Exploring the role of the microbiome in human health and disease


Thu 27th Jan, 4:30 pm to 5:45 pm

This session will explore what the the human microbiome is, how advancements in genome sequencing technologies allow researchers to better understand our microbiome, and how the microbiome is linked to human health and disease. The career journey of our guest speaker will also be highlighted.
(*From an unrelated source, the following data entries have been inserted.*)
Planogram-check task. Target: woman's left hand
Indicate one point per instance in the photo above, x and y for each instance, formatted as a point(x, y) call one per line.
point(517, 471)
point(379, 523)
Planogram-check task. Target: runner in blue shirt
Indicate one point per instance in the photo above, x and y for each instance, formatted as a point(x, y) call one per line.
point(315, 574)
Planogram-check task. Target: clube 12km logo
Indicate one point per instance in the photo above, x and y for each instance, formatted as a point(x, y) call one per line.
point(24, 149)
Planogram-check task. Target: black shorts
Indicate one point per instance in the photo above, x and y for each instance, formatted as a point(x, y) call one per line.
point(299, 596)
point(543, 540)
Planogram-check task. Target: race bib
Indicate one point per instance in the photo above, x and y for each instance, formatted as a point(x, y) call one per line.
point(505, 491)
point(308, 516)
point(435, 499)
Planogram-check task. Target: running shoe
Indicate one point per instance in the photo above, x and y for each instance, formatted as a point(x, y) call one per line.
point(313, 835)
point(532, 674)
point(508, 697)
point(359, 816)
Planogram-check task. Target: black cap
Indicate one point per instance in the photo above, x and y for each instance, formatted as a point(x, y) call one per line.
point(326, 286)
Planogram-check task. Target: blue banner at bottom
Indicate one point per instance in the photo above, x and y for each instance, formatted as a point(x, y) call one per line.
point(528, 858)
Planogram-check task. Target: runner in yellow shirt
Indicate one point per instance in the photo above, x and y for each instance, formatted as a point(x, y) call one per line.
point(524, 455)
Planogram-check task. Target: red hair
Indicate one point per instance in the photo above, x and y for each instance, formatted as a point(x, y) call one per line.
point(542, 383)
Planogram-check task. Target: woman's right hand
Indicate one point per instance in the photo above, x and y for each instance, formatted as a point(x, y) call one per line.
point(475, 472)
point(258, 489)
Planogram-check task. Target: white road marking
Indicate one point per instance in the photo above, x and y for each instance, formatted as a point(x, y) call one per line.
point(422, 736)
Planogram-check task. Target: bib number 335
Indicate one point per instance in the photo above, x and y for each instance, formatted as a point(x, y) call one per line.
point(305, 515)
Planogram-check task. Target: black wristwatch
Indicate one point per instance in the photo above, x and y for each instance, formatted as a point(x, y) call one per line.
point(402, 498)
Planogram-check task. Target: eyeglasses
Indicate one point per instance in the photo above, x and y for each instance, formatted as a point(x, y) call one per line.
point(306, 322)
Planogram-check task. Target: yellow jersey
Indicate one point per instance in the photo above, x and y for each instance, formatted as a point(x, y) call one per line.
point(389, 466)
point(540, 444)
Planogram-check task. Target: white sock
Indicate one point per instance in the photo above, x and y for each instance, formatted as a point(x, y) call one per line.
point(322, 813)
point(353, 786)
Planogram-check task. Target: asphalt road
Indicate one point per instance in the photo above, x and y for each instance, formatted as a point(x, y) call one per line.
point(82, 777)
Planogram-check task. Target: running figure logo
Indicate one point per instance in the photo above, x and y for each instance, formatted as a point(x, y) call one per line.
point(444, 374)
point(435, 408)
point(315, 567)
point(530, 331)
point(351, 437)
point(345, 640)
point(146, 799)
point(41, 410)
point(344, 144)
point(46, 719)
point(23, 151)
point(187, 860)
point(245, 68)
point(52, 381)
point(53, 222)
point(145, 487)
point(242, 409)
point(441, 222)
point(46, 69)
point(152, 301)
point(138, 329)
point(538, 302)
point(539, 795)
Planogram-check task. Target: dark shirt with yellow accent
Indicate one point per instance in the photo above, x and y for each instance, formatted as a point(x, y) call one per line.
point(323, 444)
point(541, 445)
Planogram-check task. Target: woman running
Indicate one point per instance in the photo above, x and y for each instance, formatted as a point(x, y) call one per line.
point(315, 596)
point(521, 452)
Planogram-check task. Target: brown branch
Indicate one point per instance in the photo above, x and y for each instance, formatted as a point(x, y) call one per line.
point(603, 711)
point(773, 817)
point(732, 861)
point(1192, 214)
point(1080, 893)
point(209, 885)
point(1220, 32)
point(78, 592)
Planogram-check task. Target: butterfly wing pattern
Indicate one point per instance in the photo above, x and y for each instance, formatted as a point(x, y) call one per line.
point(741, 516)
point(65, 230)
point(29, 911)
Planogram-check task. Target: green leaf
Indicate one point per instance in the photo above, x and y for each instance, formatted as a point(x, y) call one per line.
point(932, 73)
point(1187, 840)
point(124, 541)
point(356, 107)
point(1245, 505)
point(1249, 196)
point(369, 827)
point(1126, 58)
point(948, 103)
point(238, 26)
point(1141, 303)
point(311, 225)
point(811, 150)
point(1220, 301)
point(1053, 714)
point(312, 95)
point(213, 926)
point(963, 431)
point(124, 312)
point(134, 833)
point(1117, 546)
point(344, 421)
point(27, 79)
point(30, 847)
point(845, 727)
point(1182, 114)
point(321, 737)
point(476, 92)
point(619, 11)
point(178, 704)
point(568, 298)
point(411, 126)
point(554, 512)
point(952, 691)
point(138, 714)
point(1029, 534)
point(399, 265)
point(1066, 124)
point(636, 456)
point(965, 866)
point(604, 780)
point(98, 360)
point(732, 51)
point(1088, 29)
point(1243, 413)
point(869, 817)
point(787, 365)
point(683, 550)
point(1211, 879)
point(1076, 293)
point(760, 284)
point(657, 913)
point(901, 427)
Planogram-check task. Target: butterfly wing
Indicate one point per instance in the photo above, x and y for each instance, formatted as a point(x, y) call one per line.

Our guest speaker for Genomics Lite: The Human Microbiome in Focus is Hilary Browne. Hilary is a staff scientist in the Lawley Lab and the Wellcome Sanger Institute, and he focuses on the different roles of bacteria present in the intestines.

Session recording:

Genomics Lite in Focus is a programme of live webinars to inspire and engage upper secondary school students, teachers and other educational groups. Each talk explores a different field in biology in focus, highlighting how genomics research contributes to understanding the topic.

Each 75 minute session includes a 30 minute talk on the topic, a 15 minute talk about the speakers career journey, and time for Q&A with the audience. Polls and audience questions are used throughout to encourage interaction betweent the audience and the speaker.

Learn more about the human microbiome

These resources are designed to support and further attendees’ understanding of the human microbiome, and are aimed at students in upper secondary years (e.g. year 10 and higher).

What is a microbiome?

  • The word ‘microbiome’ comes from the words ‘micro’ – meaning small, and in biology referring to microbes – and ‘biome’ – referring to naturally occurring organisms occupying a shared habitat.
  • Just as there are different habitats and biomes on earth, the human body contains different ‘habitats’ and different microbiomes. Watch this video to understand the similarities between human microbiomes and the biomes on earth.
  • There are trillions of microbes that make up the human microbiome. This infographic highlights some statistics about the number and diversity of microbes in the human microbiome, and this phylogenetic tree highlights the families of microbes that are commonly found in the human microbiome.
  • The microorganisms that are found in the human microbiome can be described as being in a mutualistic symbiotic relationship with the human body – both the microbes and human benefit from their presence.
  • Where does our microbiome come from? We get our very first microbes during birth and rapidly gain more from every person and object we come into contact with as babies.
  • This video provides an overview of what the microbiome is, how it was first studied, and what we currently know about its links to health and disease:

What can the human microbiome tell us about health and disease?

  • We often associate the presence of microorganisms in the human body with disease, but research is now showing that a lack or imbalance of microorganism can negatively impact our health.
  • Studying the genomes – or metagenome – in the human microbiome can give us a better idea of what microorganisms are present, what their functions are, and what happens if they aren’t present.
  • How can we help our microbiomes? Whilst we are still learning about our microbiomes, eating a diverse range of foods including ‘pro-biotic’ products, exercising and spending time outdoors, and avoiding too much processed foods have been linked to healthier microbiomes.